The results in terms of other ethnic groups must be analysed in a particular way, as the patriarchal social structure is predominant in indigenous ethnic groups, where traditional gender roles are clearly defined, which limits women’s empowerment and thus the possibilities for economic independence. Women must be dedicated to the care of the household, children, and the elderly, as well as to agricultural activities and community management.
The process of feminisation of agriculture as a work alternative for women in rural areas, or self-employment, conditions labour insertion, as these are precarious activities, lacking in work benefits, established working hours, and pay commensurate with the minimum wage. The main reason for this phenomenon is based on the scarcity of job opportunities in these areas, limitations in terms of education and work experience, and of course impossibility of not attending to reproductive roles.
In addition to the variables explained through sociological theories, variables related to the economic perspective were incorporated, including age, education, number of children, experience, marital status, and being head of the household. We found, as reported in the literature, that the probability of female labour participation increases with increasing age, experience, educational level, or a low number of children; or being of mixed race, head of the household, or single.
With respect to the probability of willingness to work, it rises with a less conservative attitude towards children, more experience, and a younger age. So, while it is not possible to identify any element of social structure linked to ethnicity, it is possible to identify the perception of women in relation to children and how that perception affects the possibility of seeking employment.
Considering the results obtained, it is evident that not only traditional variables explain the probability of participating in the labour market and willingness to seek employment, but also variables associated with norms, beliefs, and social structure, even more so in areas with a significant component of certain ethnic groups, whose experiences and patterns are much more patriarchal.
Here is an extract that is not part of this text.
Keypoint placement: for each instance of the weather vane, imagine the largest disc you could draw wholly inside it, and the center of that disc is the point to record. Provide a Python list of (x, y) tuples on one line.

Although the conclusions of the study coincide with the evidence found in the literature, they are limited to the reality of the Ecuadorian Andes, with high levels of poverty, an essentially indigenous or mestizo population and a social structure that responds to traditional gender roles and a patriarchal system. For further studies it would be necessary to compare the results with other areas of the country, such as the coastal region with different cultural characteristics.
Similar results could be found in other Latin American countries where different indigenous ethnicities are preserved, with social behaviours that correspond to those identified in this study, as is the case in countries such as Peru, Bolivia, and even Mexico.